Items 11through 13- Medical statuses, medical reports and medical management reports is necessary to have in the claim file because it follows the injury's history and to allow future medical providers the information to provide appropriate treatment. This is also required pursuant to California Code of Regulations, Title 8, Section 10101.1.

Item 14- Vocational rehabilitation reports and forms including the Notice of Offer of Modified or Alternative Work (DWC Form RU 94) and Vocational

Rehabilitation Plan (DWC Form RU-102) is necessary to have in the claim file because it will support whether the injured worked has received all of his/her benefits that he/she is entitled to and if he/she needs additional benefits.

Items 15 to 16- Investigative reports and statements, such as audio tapes or video tape must be in the file in order to be used as part of the claim.

Item 17- Legal correspondence and notices must be in the claim file to document the history of the claim.

Item 18-Subpoenaed information must be in the claim file because it is part of the official record; and may be required as part of the defense of the claim.

Item 19- All legal documents are part of the official record of the claim. This is also required pursuant to California Code of Regulations, Title 8, Section 10101.1.

Item 20- A copy of all ratings must be in the claim file because they are an official determination of potential benefits due to an injured worker.

Item 21- All data submitted to Workers' Compensation Information System (WCIS) for Electronic Data Interchange is necessary to document what information has been provided to WCIS.

Proposed subsection (e) prohibits unorganized drop files. This is necessary because administrators change from time to time when the files are turned over to the new administrator the documents are not in any particular order or are lost or misplaced.
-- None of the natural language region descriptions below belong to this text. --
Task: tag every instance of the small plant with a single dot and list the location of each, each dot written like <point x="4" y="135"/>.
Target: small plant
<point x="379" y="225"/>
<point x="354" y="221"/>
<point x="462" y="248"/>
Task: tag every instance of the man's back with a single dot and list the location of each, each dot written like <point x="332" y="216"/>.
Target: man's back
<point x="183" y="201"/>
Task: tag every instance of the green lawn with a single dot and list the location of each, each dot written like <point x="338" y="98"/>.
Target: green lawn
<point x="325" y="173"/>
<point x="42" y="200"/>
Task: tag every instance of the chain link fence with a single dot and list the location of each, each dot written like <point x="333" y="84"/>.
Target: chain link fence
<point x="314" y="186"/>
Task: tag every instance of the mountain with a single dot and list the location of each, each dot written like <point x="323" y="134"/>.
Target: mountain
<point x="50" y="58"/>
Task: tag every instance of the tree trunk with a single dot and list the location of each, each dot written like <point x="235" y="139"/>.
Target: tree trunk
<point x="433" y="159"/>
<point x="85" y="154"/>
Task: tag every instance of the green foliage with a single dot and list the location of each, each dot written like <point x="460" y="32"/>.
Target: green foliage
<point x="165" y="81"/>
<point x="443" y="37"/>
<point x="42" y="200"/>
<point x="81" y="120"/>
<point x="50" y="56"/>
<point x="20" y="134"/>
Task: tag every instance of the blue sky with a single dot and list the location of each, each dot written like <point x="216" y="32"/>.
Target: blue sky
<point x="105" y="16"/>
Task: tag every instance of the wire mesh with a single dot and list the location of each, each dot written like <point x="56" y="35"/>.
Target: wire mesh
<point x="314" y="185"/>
The is also necessary because it take the auditor longer to review or audit the file.

Proposed subsection (f) is necessary because when the files are turned over to the new administrator they will have a full history of the claim file.
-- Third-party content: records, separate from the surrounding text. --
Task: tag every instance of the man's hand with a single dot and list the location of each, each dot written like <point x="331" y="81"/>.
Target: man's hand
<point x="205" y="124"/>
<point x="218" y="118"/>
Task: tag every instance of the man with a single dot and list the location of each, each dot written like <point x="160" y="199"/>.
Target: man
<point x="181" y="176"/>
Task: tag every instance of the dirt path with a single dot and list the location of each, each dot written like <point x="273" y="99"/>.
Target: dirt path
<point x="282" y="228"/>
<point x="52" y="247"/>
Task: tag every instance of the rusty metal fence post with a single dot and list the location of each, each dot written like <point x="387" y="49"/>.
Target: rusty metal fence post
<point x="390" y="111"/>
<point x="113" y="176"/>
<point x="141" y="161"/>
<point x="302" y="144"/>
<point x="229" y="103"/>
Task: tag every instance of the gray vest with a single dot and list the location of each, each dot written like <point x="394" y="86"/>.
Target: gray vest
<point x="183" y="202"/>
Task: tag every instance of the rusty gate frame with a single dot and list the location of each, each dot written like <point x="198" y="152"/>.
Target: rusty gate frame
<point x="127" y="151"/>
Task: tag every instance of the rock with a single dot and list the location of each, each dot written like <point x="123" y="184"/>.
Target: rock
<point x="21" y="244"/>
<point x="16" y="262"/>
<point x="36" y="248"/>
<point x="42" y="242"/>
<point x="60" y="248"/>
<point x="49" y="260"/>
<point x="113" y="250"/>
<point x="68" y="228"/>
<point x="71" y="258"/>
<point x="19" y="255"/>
Proposed subsection (g) is necessary because when claim files are turned over to the new administrator they are in disarray.

TECHNICAL, THEORETICAL, AND/OR EMPIRICAL STUDY, REPORTS OR DOCUMENTS

The Department did not rely upon any technical, theoretical, or empirical studies, reports or documents in proposing the adoption of this regulation.
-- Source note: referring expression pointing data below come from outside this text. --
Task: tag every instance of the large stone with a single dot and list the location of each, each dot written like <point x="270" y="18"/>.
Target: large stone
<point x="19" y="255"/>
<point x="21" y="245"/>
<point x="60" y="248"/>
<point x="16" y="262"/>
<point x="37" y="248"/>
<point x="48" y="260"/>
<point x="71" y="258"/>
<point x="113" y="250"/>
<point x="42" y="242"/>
ALTERNATIVES TO THE REGULATION CONSIDERED BY THE AGENCY AND THE AGENCY'S REASONS FOR REJECTING THOSE ALTERNATIVES

No other reasonable alternatives were presented or considered by the Department.

ALTERNATIVES TO THE PROPOSED REGULATORY ACTION THAT WOULD LESSEN ANY ADVERSE IMPACT ON SMALL BUSINESS

The Department has not identified any reasonable alternatives or that have otherwise been identified and brought to the attention of the agency that would lessen any adverse impact on small businesses.

EVIDENCE SUPPORTING FINDING OF NO SIGNIFICANT ADVERSE ECONOMIC IMPACT ON ANY BUSINESS

Self Insurance Plans is not aware that there will be any significant adverse economic impact on business.